NOTRE ÉTÉ : UNIS LES UNS AUX AUTRES

NOTRE ETE : UNIS LES UNS AUX AUTRES

Je le pressentais dès le début du confinement : la Covid, et toute la crise qui s’y réfère, ont considérablement altéré les personnes. Les gens ne sont pas sortis du confinement comme ils y étaient entrés. Au-delà de la lutte contre le virus requérant les précautions sanitaires spécifiques, c’est un tout autre soin de l’homme qui nous attend !
Et ici, ce n’est plus débattre de la chloroquine  qui comptera.
Ici,  ce n’est plus disserter sur des mesures barrières qui importera.
Oui, l’humain est énormément touché dans son affectivité, sa psychologie, son relationnel, son intériorité. Cela va sans dire parce que frappe et frappera la crise socioéconomique. Mais plus profondément encore parce que le confinement a, en quelque sorte, « tout mis à nu ». La sortie chaotique de ces semaines exacerbe la prise de conscience de cette nudité. Chacun éprouve une sensation mêlée de passion et d’impuissance, de joie et de rage, de précipitation et d’attachement, de projet et de lassitude, de désirs de renouer et de tout recommencer… Contradictions  inhérentes à la nature humaine certes, mais démultipliées et mises en exergue de façon plus aigüe par la conjugaison de l’arrêt brutal imposé, puis de la reprise incertaine. Beaucoup de relations humaines se sont tendues ou distanciées. « Il ou elle n’est plus celui que je connaissais » est le leitmotiv, entendu comme une plainte, par qui exerce l’écoute psychique ou spirituelle. La Covid a certes parfois « bon dos » pour que passent,  hélas, par pertes et profits, l’engagement pris ou la réflexion à peine commencée.
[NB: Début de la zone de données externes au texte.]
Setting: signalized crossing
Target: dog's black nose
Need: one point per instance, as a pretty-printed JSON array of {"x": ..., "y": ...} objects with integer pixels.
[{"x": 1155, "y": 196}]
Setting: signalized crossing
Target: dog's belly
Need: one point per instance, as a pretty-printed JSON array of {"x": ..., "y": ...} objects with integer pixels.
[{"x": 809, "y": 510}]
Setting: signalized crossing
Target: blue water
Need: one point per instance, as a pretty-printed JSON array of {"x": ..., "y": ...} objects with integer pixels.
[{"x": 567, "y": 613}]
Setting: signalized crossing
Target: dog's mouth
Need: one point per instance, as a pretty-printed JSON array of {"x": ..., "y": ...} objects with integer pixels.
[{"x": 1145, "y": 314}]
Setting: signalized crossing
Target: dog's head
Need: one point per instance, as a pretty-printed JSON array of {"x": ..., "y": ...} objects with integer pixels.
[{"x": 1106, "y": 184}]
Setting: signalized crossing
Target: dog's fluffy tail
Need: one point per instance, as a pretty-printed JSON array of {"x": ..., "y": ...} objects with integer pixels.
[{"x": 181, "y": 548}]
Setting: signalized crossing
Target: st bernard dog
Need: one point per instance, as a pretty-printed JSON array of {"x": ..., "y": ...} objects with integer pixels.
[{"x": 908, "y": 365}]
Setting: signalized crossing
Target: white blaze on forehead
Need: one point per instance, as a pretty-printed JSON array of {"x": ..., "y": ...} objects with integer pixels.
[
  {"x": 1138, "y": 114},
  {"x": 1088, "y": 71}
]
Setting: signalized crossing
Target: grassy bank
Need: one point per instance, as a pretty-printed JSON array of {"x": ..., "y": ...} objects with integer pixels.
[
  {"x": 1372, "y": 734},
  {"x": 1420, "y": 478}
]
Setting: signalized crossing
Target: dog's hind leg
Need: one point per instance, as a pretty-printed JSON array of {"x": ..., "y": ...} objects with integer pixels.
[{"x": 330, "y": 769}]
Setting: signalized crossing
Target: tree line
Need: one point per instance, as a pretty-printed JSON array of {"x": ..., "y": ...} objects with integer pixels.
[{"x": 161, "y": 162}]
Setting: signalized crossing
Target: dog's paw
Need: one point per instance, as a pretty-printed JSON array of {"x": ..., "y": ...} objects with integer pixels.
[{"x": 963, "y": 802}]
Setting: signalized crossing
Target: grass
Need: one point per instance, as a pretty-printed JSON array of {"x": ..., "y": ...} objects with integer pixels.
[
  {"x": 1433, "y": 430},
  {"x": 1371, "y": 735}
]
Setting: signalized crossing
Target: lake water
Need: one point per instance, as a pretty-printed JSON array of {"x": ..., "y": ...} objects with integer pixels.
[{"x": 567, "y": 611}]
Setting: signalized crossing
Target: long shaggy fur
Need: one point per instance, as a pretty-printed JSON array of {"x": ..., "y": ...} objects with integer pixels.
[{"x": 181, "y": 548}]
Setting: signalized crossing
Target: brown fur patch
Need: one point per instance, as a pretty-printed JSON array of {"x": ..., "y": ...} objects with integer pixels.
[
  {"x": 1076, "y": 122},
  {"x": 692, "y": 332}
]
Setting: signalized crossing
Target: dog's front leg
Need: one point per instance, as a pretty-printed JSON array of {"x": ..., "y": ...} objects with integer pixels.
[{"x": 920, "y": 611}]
La communauté chrétienne a, me semble-t-il, un grand rendez-vous d’humanité et d’évangélisation  à honorer. Prendre soin de tout ce relationnel blessé, aider à relativiser les registres de gravité, réconcilier ce qui peut l’être, revivifier le meilleur qui est en chacun. Cela tient parfois à un fil. Un exemple parmi tant d’autres :  « mon couple est foutu, il s’est brisé sur le rocher de la Covid  » s’énerve-t-elle. « Et si vous attendiez un peu avant de conclure dans la précipitation. Si vous apaisiez votre être d’abord ? » risque petitement l’interlocuteur pastoral. « Vous croyez ? » répond celle qui consent à se calmer,  à regarder autrement le réel écorché.
Je dis souvent aux gens et aux communautés  depuis le déconfinement : « Ayez  à la fois la simplicité évangélique du verre d’eau fraîche, et la ferveur capable de déplacer la montagne ».
Le verre d’eau donne de reconnaître Dieu dans le frère et le frère en Dieu. L’ardeur communicative devient propagatrice  d’un amour plus grand que soi.

Le Pape François nous tient en éveil : « A quoi serviraient toutes ces souffrances si nous ne construisons pas un monde plus juste et fraternel ». Nous avons devant nous un été à partager dans cette prise de soin mutuelle. Elle ne doit être ni inconsciente du danger viral, ni abêtissante de la personne humaine.
Nous confondons protection et immunité. Nous rendons contradictoires soin et audace.
Bernard-Henri Lévy a raison de dire : « A tous ceux qui rêvent d’une humanité mise sous cloche, je dis que la volonté de pureté peut devenir une forme de virus ».

Les semaines à venir doivent être ravivées de fraternité. Les historiens nous rappellent qu’entre le 13e et le 20e siècle, le territoire actuel des Hauts de France a enduré quinze graves épidémies dont l’une d’elles fut dévastatrice de Lille aux trois quarts. S’inscrire dans cette histoire, c’est communier à tous nos aînés. C’est recevoir d’eux ce que nous aurons à transmettre.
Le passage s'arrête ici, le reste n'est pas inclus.